Evaluation of computational and energy performance in matrix multiplication algorithms on CPU and GPU using MKL, cuBLAS and SYCL
L. A. Torres, Carlos J. Barrios H, Yves Denneulin
TL;DR
The paper evaluates CPU–GPU performance and energy for $N\times N$ GEMM on FP32 across MKL, cuBLAS, and SYCL, spanning multiple generations of Intel CPUs and NVIDIA GPUs. It compares CUDA with Tensor Cores, AVX2/AVX512 intrinsics, OpenMP, and SYCL, measuring execution time and energy via PAPI and PERF, with $32\times32$ to $8192\times8192$ matrices and multiple repetitions. Key findings show MKL on CPU and cuBLAS (without Tensor Cores) on GPU deliver the fastest times, while SYCL on CPU achieves high accuracy; Tensor Cores dramatically boost GPU speed but can increase MSE relative to CPU baselines. The results highlight that modern CPUs can match or exceed GPU performance for large GEMMs at the cost of higher power consumption, and that hardware characteristics (cores, clock, PCIe bandwidth, compute capability) strongly condition these outcomes, underscoring the need for re-evaluation on newer generations.
Abstract
Matrix multiplication is fundamental in the backpropagation algorithm used to train deep neural network models.
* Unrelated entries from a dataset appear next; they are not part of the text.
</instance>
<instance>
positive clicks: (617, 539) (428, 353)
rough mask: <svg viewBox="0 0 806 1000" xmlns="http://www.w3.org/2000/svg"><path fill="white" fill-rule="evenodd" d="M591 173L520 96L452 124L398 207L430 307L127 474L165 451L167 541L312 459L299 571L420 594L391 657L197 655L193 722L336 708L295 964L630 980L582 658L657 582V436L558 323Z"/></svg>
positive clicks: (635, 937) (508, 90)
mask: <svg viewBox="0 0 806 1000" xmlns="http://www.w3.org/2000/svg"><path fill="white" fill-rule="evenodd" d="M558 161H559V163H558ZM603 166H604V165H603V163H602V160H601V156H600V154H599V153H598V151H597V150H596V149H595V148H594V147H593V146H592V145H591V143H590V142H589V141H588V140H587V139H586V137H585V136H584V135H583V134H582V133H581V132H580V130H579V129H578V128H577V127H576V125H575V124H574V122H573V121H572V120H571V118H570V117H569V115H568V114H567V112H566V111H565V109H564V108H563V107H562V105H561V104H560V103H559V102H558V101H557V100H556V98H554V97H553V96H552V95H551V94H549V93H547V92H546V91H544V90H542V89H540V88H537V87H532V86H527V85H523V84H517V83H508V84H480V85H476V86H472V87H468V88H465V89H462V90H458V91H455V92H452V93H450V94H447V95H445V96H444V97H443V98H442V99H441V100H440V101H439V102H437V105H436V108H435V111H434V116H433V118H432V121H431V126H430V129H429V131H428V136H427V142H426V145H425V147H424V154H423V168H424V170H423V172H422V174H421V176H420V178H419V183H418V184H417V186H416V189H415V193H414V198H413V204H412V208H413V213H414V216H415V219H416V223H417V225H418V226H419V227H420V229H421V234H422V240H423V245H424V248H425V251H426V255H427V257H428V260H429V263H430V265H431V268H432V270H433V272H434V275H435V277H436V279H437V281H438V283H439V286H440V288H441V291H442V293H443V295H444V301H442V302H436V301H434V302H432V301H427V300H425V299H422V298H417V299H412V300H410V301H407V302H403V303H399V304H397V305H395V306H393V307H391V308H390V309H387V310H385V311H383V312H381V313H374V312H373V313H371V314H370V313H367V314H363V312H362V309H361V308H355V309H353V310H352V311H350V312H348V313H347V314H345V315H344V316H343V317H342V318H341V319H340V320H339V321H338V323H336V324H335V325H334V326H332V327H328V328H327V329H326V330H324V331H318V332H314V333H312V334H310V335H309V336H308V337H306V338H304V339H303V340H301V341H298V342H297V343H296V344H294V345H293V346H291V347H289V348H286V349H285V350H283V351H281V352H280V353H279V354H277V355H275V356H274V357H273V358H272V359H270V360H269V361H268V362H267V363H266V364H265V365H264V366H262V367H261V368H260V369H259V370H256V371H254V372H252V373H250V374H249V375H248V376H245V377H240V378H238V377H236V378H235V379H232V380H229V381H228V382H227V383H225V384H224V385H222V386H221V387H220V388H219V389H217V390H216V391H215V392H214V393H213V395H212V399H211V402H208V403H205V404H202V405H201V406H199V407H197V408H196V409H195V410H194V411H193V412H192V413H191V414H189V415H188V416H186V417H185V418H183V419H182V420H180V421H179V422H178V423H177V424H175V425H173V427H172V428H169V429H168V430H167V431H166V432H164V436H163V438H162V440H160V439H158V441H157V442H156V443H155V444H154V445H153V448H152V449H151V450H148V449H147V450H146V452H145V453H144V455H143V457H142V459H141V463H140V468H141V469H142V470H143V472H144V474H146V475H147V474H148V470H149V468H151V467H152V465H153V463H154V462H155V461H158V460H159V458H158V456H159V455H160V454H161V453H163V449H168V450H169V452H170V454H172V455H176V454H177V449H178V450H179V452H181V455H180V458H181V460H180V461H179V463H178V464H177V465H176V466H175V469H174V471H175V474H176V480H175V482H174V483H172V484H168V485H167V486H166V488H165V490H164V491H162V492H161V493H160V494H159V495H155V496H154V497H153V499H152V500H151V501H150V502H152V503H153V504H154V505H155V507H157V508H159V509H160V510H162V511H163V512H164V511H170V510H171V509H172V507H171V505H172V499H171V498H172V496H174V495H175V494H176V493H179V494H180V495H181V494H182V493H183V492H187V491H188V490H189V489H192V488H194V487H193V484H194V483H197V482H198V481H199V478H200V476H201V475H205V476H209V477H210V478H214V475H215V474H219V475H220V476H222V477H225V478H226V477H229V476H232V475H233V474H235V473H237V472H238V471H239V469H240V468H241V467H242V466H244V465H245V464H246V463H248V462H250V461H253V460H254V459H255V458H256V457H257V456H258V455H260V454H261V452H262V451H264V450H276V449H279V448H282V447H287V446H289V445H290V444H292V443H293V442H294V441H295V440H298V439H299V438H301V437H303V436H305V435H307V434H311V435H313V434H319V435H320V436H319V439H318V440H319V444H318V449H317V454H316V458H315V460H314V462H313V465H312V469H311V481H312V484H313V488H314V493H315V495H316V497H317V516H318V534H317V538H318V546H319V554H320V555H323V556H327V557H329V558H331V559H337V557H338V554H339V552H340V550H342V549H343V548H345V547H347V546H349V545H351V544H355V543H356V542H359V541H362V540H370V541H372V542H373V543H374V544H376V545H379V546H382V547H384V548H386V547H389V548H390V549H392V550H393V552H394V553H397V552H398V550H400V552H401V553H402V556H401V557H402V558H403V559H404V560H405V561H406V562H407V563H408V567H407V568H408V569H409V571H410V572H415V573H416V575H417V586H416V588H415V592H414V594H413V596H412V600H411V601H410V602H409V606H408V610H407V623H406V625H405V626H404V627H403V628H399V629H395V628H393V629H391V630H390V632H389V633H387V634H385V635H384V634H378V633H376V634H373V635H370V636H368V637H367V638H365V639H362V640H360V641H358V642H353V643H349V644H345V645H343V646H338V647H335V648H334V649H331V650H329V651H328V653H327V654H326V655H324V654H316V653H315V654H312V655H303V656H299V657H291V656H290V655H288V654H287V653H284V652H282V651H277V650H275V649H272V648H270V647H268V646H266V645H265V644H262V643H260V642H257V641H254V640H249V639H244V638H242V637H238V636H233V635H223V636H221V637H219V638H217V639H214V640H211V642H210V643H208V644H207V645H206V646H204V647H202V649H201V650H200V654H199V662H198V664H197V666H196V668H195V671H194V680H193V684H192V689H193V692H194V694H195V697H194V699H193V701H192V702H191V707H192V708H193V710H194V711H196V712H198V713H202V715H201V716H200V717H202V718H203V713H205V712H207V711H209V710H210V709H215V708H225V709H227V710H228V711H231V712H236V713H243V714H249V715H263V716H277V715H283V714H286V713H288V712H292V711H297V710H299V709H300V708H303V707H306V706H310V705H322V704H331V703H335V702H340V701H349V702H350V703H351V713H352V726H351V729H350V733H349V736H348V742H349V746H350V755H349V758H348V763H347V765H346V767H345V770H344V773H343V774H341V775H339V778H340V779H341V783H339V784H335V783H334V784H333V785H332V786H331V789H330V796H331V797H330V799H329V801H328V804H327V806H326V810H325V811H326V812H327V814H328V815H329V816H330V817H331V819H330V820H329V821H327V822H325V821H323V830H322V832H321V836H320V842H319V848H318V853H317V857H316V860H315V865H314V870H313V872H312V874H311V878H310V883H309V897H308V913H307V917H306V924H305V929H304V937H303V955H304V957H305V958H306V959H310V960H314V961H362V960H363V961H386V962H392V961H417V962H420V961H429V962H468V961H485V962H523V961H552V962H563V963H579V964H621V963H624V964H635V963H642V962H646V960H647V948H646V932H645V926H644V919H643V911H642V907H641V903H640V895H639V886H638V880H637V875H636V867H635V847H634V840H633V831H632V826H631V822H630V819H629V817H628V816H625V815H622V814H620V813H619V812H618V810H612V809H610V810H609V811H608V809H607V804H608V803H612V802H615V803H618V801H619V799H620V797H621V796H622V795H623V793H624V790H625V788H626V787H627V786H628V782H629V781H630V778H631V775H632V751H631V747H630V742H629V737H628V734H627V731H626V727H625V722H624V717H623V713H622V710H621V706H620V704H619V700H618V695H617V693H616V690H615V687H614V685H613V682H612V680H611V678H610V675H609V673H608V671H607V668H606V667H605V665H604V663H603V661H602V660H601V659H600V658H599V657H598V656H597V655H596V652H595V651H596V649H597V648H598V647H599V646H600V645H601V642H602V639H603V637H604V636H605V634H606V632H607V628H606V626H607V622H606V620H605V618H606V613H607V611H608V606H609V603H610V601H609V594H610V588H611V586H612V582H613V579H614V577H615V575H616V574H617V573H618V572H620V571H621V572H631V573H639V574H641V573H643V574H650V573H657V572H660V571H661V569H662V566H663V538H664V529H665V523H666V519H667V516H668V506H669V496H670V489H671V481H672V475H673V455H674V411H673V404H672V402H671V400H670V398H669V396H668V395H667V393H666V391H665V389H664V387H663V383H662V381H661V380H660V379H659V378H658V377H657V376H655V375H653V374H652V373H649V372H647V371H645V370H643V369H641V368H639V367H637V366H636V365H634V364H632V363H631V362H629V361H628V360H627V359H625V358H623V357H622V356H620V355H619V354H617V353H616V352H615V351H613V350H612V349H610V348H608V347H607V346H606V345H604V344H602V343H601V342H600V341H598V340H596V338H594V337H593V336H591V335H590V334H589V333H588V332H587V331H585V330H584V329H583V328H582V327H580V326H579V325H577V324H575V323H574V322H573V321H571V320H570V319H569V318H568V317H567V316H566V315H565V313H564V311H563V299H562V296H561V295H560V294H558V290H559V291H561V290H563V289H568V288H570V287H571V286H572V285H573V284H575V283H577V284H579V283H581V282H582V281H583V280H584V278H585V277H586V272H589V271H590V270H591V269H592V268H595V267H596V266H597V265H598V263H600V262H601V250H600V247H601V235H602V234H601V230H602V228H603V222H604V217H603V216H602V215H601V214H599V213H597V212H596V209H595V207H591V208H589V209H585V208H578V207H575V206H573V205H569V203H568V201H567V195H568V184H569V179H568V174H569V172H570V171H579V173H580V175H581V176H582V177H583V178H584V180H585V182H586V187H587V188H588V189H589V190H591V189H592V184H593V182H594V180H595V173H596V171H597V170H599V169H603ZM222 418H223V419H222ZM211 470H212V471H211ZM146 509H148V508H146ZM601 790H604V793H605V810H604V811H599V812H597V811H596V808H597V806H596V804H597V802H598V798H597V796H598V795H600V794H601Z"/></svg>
Libraries like Intel's MKL or NVIDIA's cuBLAS implemented new and optimized matrix multiplication techniques that increase performance and reduce computational costs. These techniques can also be implemented in CUDA and SYCL and functions with AVX2 and AVX512 instructions, which have lower performance but better precision. The study compares execution times and power consumption using PAPI and PERF and compares accuracy for different matrix sizes. Comparisons were made on architectures such as third and fourth-generation Intel CPUs and NVIDIA V100 and A100 GPUs. The MKL library showed the best performance with a slight loss of precision, while OpenMP and SYCL on the CPU implementation showed the best accuracy but a loss of performance. On the other hand, the results on GPU showed that cuBLAS with tensor cores had the best performance; however, it had a cost in accuracy. The cuBLAS library without these specialized cores shows minimal performance loss and much higher accuracy. The data obtained on different architectures showed that the CPU could achieve performance close to that obtained on the GPU with increased power consumption. These results are conditional on certain hardware specifications, such as the number of cores, clock frequency, processor generation for the CPU, and the speed and bandwidth of the PCI bus and device architecture (compute capability) for the GPU.